Do you take zinc in order to ward off sickness or cut down in it's duration?

Does it work?

I've been on it a few days now and have a wicked head cold.


----------



## goatlady (Nov 7, 2011)

I'm under the impression that zinc combined with vitamin C is effective for colds, but I know the product Zicam was taken off the market for a while as there were documented cases of the zinc product killing the sense of smell in folks who took it according to the directions. Something to be aware of.


----------



## TechAdmin (Oct 1, 2008)

I already suffer from phantom smells, today being Chinese food. 

I have sinus issues, I know that's the source of it.


----------



## goatlady (Nov 7, 2011)

You might want to consider a course of echinacea for that sinus issue. I've known it to work really well on even long standing sinus infections. The tincture works best at 1 teaspoon full 3 times a day for 7-10 days, none for a week, then the same routine again for 7-10 days. You should notice a significant improvement - IF you have no problems with the alcohol tincture.
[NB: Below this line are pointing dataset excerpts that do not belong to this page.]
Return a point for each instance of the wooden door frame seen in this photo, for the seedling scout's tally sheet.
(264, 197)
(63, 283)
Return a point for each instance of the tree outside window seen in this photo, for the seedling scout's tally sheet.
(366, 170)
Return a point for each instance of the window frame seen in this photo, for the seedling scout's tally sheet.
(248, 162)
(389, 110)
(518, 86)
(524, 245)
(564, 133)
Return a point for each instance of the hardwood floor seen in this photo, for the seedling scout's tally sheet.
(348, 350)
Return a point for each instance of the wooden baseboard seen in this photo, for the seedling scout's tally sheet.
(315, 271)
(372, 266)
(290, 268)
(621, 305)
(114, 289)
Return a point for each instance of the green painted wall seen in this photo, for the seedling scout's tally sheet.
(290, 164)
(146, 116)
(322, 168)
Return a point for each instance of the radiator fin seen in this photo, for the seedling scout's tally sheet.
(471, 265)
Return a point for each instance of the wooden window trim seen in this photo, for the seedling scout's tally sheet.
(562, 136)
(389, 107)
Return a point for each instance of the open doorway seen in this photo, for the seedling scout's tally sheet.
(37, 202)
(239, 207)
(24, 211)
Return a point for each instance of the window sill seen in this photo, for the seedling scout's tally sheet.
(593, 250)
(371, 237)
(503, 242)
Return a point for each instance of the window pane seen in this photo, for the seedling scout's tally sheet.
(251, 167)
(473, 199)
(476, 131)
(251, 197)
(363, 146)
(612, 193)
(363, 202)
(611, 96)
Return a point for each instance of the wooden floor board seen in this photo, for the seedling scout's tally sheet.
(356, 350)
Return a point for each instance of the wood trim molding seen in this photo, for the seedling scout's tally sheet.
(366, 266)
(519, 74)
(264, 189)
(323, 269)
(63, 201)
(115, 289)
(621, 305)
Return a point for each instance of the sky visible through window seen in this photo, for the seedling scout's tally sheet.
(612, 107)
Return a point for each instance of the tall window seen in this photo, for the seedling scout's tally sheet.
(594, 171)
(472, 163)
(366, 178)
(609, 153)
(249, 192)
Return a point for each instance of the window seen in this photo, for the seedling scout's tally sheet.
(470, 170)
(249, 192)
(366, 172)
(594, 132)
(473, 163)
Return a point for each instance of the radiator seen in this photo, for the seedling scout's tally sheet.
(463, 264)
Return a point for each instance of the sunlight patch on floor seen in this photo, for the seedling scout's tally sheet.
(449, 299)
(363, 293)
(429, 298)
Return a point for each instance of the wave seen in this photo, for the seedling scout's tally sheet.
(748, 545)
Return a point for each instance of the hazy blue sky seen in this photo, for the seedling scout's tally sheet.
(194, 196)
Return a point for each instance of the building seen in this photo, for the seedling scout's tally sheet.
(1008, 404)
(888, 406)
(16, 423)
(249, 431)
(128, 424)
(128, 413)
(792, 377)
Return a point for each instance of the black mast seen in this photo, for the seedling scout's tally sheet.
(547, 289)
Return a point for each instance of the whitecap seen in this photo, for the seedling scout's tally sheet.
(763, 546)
Otherwise, try an alternative preparation but be prepared to do the treatment far longer.


----------



## TechAdmin (Oct 1, 2008)

I'll give it a try. 

I go through bouts with it, I think the high cedar count has only made things worse.


----------



## *Andi (Nov 8, 2009)

More research for me ... :gaah:

First I don't take zinc but was reading about phantom smells. From what I read in some instances, a deficiency of the mineral zinc has been implicated in the smell disorder(s) -- Zinc sulfate supplements sometimes help bring "back" the sence of smell, even when no deficiency is apparent.

Nutrients were the key...


----------



## TechAdmin (Oct 1, 2008)

Well I've been on it for a week now, I'm going to just keep taking it till it's gone to see if I can get my sense of smell back to normal.


----------



## goatlady (Nov 7, 2011)

OOPS, Austin. I assumed, wrongly, that your sinus issue was an infection. Sounds like an allergy instead. For an allergy problem, especially caused by pollens, Mullein leaf tincture is THE fix for that. One dose most usually clears the symptoms within 15 to 20 minutes of ingestion and the effect usually lasts up to 8 hours or so. Wonderful herb for pollen allergies.


----------



## TechAdmin (Oct 1, 2008)

Thanks for the correction!


----------



## TechAdmin (Oct 1, 2008)

Well, a few weeks into zinc and I feel right as rain. 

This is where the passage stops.